← Lessons

quiz vs the machine

Platinum1700

Machine Learning

Bayesian Hyperparameter Optimization

Using past trials to decide which hyperparameters to test next.

5 min read · advanced · beat Platinum to climb

Smarter than guessing

Grid and random search ignore what they have already learned, repeating blind trials. When each training run is expensive, you want to use the results so far to pick the next promising setting. Bayesian optimization does exactly that.

The surrogate model

The method builds a cheap surrogate model that predicts performance across the hyperparameter space and how uncertain it is:

  • Fit the surrogate, often a Gaussian process, to the trials done so far
  • Use an acquisition function to choose the next point, balancing exploration of uncertain regions against exploitation of promising ones
  • Run the real training there, observe the score, and update the surrogate

Over a handful of iterations the surrogate sharpens and steers the search toward strong configurations with far fewer expensive runs.

Tradeoffs

Bayesian optimization shines when evaluations are costly and the space is moderate.
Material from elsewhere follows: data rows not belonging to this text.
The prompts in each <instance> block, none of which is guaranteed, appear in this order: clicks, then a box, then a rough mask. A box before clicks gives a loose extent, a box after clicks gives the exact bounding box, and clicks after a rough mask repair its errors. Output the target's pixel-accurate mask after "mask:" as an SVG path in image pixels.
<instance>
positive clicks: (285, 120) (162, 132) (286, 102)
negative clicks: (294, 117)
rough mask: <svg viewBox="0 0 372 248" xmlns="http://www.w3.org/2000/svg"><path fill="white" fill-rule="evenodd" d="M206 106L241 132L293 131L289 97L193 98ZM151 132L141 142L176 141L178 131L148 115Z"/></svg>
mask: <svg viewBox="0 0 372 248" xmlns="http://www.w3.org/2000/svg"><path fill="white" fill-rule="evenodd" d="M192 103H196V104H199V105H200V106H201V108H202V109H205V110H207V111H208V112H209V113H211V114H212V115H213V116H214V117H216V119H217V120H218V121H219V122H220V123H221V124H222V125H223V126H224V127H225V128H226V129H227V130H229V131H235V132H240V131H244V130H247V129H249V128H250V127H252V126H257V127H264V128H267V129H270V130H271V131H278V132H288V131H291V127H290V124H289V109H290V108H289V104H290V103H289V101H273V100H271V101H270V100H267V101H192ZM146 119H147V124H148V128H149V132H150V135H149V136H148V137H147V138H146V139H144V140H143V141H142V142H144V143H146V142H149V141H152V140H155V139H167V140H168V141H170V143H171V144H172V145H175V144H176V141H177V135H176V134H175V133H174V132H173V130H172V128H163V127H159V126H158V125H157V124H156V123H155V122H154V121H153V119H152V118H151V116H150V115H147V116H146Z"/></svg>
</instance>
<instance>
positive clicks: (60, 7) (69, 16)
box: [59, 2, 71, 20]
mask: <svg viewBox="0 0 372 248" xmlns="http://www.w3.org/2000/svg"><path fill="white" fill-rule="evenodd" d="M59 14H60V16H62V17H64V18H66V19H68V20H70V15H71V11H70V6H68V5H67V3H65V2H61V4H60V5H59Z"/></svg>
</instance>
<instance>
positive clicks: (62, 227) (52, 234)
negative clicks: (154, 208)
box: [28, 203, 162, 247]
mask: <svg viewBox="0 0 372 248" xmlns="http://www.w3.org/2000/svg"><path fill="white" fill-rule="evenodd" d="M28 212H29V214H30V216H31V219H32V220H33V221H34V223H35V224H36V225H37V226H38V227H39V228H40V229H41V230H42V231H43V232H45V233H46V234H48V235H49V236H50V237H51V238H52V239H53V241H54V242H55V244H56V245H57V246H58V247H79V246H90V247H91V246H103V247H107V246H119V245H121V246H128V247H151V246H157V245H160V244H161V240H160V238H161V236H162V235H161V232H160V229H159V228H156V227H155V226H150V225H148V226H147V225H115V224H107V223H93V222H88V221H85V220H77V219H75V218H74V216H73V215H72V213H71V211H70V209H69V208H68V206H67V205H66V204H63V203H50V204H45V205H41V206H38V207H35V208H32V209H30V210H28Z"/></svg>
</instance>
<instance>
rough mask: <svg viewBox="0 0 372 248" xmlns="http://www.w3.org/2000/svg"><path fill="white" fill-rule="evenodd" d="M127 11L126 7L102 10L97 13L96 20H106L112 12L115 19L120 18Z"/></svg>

It is more complex and harder to parallelize than random search, and the surrogate can struggle in very high dimensions. Tools like successive halving combine it with early stopping for speed.

Key idea

Bayesian optimization fits a surrogate model of performance and uses an acquisition function to balance exploration and exploitation, finding good hyperparameters in few costly trials.

Check yourself

Answer to earn rating on the learn ladder.

1. What does the acquisition function balance?

2. When is Bayesian optimization most worthwhile?